# Binary Logisitic Regression Model Training Via sklearn

## Tech Spec
* Google Cloud Compute Engine
* n1-standard-4 (4 vCPUs, 15 GB memory)
* Debian GNU/ Linux 9

## Performance
Hyperparameter tuning over the parameter grid ----- took ----- minutes.

Traning over ------ samples took ----- minutes.

## Model Training

In [1]:
import csv
import datetime as dt
import gc
import matplotlib.pyplot as plt
import numpy as np
import pandas as pd
import seaborn as sns
import random
import time

from imblearn.under_sampling import RandomUnderSampler
from scipy.sparse import csc_matrix, hstack 
from sklearn.linear_model import LogisticRegression
from sklearn.pipeline import Pipeline
from sklearn.preprocessing import OneHotEncoder, RobustScaler
from sklearn.metrics import accuracy_score, \
                            auc, \
                            confusion_matrix, \
                            log_loss, make_scorer, \
                            roc_auc_score, roc_curve, \
                            precision_recall_curve, \
                            precision_score, \
                            recall_score, \
                            f1_score
from sklearn.model_selection import GridSearchCV, \
                                    learning_curve, \
                                    StratifiedKFold, \
                                    train_test_split

### Load Data

In [2]:
data = []
with open('../data/training_data.csv') as f:
    reader = csv.reader(f, delimiter=';', quoting=csv.QUOTE_NONE)
    for row in reader:
        data.append(row)
col_names = data.pop(0)
df = pd.DataFrame(data, columns=col_names)
df.head()

del data
gc.collect()

0

### Brief Data Exploration

In [3]:
df.shape

(3738937, 17)

The training dataset has over 3.5 million records and 17 features. 

In [None]:
numerical_feat = ['startCount', 'viewCount', 'clickCount', 'installCount', 'install', 'startCount1d', 'startCount7d']
categorical_nominal_feat = ['campaignId', 'sourceGameId', 'country', 'platform', 'softwareVersion', 'connectionType', 'deviceType']
for feat in numerical_feat:
    df[feat] = df[feat].astype('int')
df['install'] = df['install'].astype('int')
df.info()

The target variable is denoted by the binary variable _install_. The remaining features can be broken down into the categories:

**Numerical**
1. startCount
2. viewCount
3. clickCount
4. installCount
5. startCount1d
6. startCount7d

**Datetime**
1. timestamp
2. lastStart

**Categorical nominal**
1. id
2. campaignId
3. platform
4. softwareVersion
5. sourceGameId
6. country
7. connectionType
8. deviceType


In [None]:
df['install'].value_counts()

We find that the class distribution of the install to no-install status is extremely imbalanced at 1:82. 

In [None]:
df_num = df[numerical_feat]
df_num.corr()

We find that the install status is not linearly correlated with any of the numerical variables.
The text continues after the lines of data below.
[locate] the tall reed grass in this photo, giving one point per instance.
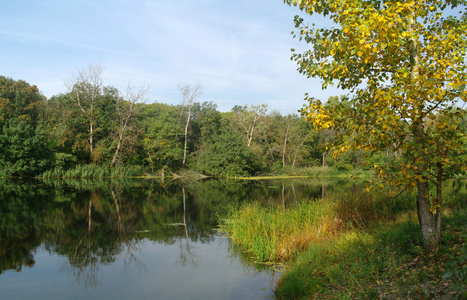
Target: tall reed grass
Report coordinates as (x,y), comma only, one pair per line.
(93,171)
(275,234)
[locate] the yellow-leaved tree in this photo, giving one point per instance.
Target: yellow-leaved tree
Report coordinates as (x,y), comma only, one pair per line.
(404,65)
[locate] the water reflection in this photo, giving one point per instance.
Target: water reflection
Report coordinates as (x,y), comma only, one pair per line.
(161,233)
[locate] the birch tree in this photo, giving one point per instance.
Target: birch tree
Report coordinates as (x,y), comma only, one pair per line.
(404,65)
(85,86)
(125,108)
(189,94)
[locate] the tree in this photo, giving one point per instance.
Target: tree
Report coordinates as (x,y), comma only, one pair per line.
(24,151)
(125,117)
(86,87)
(403,64)
(19,100)
(247,118)
(189,94)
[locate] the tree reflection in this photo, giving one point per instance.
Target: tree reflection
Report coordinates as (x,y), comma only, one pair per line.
(96,223)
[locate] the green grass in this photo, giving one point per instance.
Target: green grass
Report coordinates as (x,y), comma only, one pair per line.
(93,171)
(355,246)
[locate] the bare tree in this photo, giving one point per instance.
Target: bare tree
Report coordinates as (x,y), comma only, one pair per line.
(189,94)
(248,118)
(85,86)
(125,107)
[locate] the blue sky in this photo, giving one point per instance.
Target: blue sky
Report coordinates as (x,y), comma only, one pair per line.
(238,51)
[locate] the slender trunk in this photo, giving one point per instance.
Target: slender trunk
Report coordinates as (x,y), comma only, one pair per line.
(90,136)
(439,200)
(90,215)
(284,148)
(186,135)
(425,216)
(114,158)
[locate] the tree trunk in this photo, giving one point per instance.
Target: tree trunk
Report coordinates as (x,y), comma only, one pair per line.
(425,217)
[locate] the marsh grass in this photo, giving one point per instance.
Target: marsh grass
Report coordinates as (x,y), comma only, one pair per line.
(92,171)
(275,234)
(353,246)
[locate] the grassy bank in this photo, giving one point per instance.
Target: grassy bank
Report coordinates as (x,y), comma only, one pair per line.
(93,171)
(355,246)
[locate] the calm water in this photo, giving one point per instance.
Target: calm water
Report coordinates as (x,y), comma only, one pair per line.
(68,239)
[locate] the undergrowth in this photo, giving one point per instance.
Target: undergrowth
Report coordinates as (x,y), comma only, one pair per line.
(360,246)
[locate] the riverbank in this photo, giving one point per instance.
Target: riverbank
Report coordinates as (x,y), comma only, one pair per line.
(358,245)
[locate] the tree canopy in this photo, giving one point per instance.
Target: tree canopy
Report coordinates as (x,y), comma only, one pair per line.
(403,64)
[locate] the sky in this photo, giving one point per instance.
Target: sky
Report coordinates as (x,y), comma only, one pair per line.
(238,51)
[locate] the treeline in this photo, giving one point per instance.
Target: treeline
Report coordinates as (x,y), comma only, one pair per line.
(97,129)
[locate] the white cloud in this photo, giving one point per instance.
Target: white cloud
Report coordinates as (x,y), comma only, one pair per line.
(237,50)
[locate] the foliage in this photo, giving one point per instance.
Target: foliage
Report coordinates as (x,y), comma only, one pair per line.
(19,100)
(226,156)
(24,151)
(352,245)
(404,65)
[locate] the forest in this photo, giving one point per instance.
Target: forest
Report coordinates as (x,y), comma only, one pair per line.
(97,130)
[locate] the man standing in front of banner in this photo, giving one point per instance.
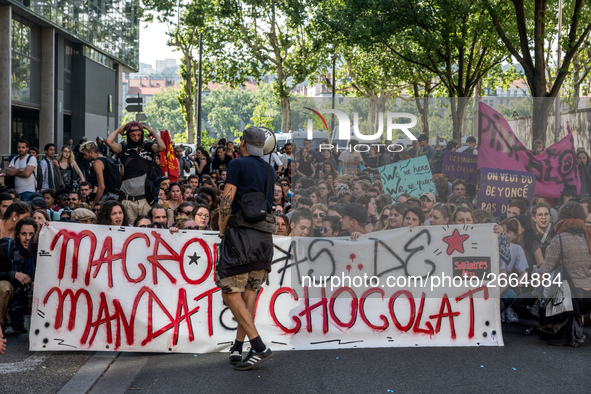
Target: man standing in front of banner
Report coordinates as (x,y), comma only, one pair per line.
(246,249)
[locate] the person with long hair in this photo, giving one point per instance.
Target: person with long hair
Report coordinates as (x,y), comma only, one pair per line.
(383,219)
(584,163)
(112,213)
(282,222)
(463,215)
(441,214)
(541,216)
(175,196)
(571,248)
(201,216)
(326,191)
(201,161)
(13,214)
(413,216)
(68,166)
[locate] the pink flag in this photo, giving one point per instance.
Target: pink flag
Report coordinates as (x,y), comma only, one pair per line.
(498,147)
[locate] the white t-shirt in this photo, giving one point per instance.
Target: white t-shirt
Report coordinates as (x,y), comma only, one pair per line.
(24,184)
(274,159)
(284,159)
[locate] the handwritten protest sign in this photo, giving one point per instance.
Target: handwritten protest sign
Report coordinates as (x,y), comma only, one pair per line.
(497,187)
(460,165)
(408,176)
(554,168)
(136,289)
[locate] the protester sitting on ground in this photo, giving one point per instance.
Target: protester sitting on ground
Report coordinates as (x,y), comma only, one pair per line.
(184,209)
(396,218)
(571,248)
(5,200)
(282,224)
(326,191)
(201,216)
(112,213)
(354,220)
(442,188)
(459,187)
(413,216)
(518,265)
(586,204)
(187,192)
(440,215)
(526,238)
(516,207)
(427,201)
(83,215)
(413,202)
(318,212)
(142,221)
(17,273)
(463,215)
(40,217)
(331,226)
(369,204)
(13,214)
(403,197)
(300,223)
(175,196)
(68,167)
(384,219)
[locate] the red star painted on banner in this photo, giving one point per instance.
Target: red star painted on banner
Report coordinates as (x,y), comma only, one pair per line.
(455,242)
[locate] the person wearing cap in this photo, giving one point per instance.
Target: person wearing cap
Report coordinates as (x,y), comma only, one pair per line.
(469,146)
(137,157)
(83,215)
(427,202)
(354,220)
(83,164)
(241,278)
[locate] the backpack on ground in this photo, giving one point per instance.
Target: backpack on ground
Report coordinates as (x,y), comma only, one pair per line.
(111,175)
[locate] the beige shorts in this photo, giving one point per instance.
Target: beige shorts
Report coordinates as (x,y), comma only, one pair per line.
(252,280)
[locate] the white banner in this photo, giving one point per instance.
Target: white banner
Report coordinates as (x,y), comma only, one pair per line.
(138,289)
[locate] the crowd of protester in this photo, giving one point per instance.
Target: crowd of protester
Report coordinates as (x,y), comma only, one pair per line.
(326,193)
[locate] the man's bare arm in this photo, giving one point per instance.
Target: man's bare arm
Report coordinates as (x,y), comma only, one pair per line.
(114,146)
(226,206)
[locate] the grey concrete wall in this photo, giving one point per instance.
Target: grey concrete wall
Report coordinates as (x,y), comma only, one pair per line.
(580,123)
(47,110)
(5,73)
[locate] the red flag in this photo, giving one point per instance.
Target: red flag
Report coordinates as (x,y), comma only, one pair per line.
(170,164)
(555,168)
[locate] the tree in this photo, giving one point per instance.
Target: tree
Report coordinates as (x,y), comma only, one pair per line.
(523,28)
(254,38)
(185,20)
(450,39)
(164,112)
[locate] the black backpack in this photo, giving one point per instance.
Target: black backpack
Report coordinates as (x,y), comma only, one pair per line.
(111,175)
(9,180)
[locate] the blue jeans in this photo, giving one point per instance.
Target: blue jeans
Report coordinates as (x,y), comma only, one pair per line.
(25,196)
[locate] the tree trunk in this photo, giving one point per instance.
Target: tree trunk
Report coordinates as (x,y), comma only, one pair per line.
(542,106)
(285,115)
(425,115)
(458,109)
(189,99)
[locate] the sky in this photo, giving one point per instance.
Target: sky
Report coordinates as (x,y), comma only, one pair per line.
(153,44)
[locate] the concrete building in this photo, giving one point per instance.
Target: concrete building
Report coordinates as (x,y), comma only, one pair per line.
(61,66)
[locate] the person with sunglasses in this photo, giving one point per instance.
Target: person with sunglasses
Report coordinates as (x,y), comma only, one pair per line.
(137,157)
(201,215)
(142,221)
(331,226)
(318,212)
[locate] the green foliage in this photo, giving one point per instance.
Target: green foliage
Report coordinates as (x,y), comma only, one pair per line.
(164,113)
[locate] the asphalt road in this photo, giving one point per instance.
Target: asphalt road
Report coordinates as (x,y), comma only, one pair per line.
(524,364)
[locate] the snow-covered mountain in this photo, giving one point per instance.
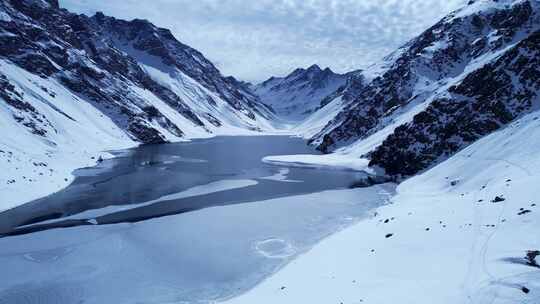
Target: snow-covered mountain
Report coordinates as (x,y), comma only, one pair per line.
(299,94)
(470,74)
(73,85)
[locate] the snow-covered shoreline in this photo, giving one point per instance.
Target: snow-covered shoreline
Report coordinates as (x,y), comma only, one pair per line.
(457,233)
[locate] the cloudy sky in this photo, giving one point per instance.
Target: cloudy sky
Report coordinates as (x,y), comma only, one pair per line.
(256,39)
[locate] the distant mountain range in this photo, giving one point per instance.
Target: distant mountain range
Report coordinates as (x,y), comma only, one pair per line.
(64,75)
(299,94)
(470,74)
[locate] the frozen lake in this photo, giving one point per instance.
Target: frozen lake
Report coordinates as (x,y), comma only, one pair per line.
(178,223)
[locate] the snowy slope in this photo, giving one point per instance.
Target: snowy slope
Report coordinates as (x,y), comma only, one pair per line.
(445,238)
(72,86)
(455,83)
(299,94)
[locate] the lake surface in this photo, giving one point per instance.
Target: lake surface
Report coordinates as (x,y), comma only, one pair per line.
(139,228)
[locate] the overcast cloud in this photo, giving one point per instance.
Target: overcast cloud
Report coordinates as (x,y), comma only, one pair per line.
(256,39)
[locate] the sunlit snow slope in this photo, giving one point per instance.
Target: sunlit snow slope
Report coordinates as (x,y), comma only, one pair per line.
(72,86)
(459,233)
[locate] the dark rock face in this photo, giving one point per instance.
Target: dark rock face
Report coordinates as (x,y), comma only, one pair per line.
(498,91)
(23,112)
(98,59)
(300,93)
(483,102)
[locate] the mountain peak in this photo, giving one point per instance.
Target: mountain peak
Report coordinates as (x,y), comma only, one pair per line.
(314,68)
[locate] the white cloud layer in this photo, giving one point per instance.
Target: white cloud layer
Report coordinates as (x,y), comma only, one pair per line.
(253,40)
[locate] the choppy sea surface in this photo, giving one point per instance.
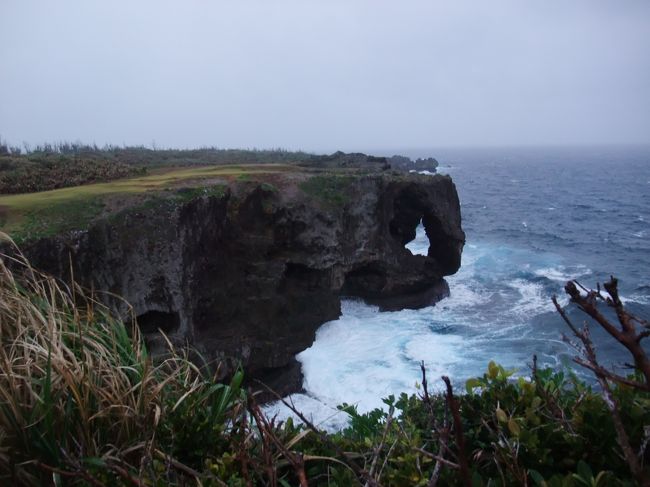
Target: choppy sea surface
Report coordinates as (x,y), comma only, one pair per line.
(534,218)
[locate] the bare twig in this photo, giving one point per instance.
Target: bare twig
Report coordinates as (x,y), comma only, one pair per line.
(458,431)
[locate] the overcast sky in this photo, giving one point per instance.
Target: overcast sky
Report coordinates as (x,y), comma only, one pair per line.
(325,75)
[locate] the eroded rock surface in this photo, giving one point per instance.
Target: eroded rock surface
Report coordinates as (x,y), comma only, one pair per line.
(249,275)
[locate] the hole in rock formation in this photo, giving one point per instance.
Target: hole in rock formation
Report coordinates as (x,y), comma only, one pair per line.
(409,210)
(152,321)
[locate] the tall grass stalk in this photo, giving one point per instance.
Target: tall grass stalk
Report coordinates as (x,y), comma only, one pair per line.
(80,398)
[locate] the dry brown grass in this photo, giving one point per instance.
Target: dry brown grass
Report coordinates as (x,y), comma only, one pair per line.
(78,392)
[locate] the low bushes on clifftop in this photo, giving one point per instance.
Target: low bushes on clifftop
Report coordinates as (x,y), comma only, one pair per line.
(82,403)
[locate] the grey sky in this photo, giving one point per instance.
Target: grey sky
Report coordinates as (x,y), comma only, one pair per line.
(325,75)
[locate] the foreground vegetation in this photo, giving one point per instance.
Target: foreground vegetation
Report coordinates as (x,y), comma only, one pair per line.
(82,403)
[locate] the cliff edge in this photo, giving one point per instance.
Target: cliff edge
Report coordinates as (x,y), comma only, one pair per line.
(247,269)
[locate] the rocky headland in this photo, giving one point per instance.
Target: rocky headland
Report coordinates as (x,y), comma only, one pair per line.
(245,269)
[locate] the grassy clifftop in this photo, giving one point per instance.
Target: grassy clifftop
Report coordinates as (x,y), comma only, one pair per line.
(33,215)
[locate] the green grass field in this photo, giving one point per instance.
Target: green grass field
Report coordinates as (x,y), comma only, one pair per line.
(32,215)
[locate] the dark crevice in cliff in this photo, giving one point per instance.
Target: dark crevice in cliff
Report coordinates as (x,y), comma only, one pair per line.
(152,321)
(367,281)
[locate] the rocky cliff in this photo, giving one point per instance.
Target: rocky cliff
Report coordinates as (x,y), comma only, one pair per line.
(247,273)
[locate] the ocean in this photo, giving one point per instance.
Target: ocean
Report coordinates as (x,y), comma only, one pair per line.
(534,218)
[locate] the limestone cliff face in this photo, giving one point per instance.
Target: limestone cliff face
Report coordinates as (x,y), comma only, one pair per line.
(250,274)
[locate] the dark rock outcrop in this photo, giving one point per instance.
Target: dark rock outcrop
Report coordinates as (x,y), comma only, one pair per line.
(248,276)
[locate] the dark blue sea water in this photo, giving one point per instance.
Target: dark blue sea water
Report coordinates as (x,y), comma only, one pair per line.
(534,218)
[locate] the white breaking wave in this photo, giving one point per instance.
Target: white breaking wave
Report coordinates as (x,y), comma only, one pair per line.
(367,355)
(561,274)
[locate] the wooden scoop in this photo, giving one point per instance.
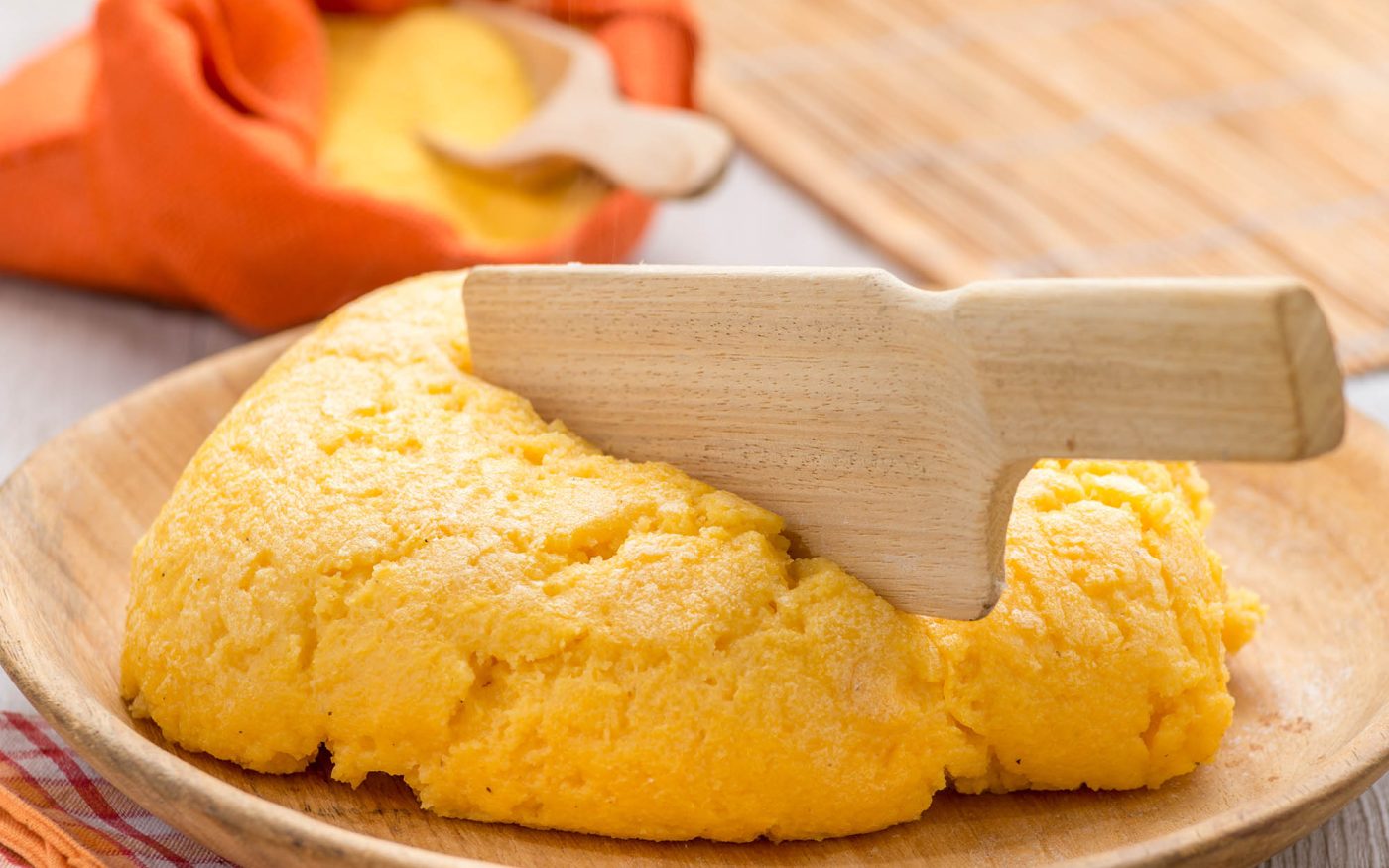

Some of the features such as _startCount_ and _viewCount_ are very strongly correlated as expected.

In [None]:
sns.set(style='whitegrid', palette="deep", font_scale=1.1, rc={"figure.figsize": [7, 4]})
sns.distplot(
    df['startCount'], norm_hist=False, kde=False, bins=20, hist_kws={"range": [1, 100], "alpha": 1}
).set(xlabel='startCount', ylabel='Count');
plt.show()

The distribution of the numerical features are fat-tailed power law distributions. Hence, when it comes to scaling these features, using the standard scaling will be a bad approach. While we only show the startCount in this plot, the other numerical features look very similar.

In [None]:
for feat in categorical_nominal_feat:
    print(feat)
    print("==========")
    print(df[feat].value_counts())
    print("        ")

This shows us that the cardinality of the campaignId and sourceGameId features are very high.

### Feature Engineering: Use timestamp and lastStart to create timeSinceLastStart

In [None]:
def datetime_parser(datetime_str):
    try:
        date_str, time_str = datetime_str.split("T")
    except:
        return 
    time_str=time_str[:8]
    year, month, day = date_str.split("-")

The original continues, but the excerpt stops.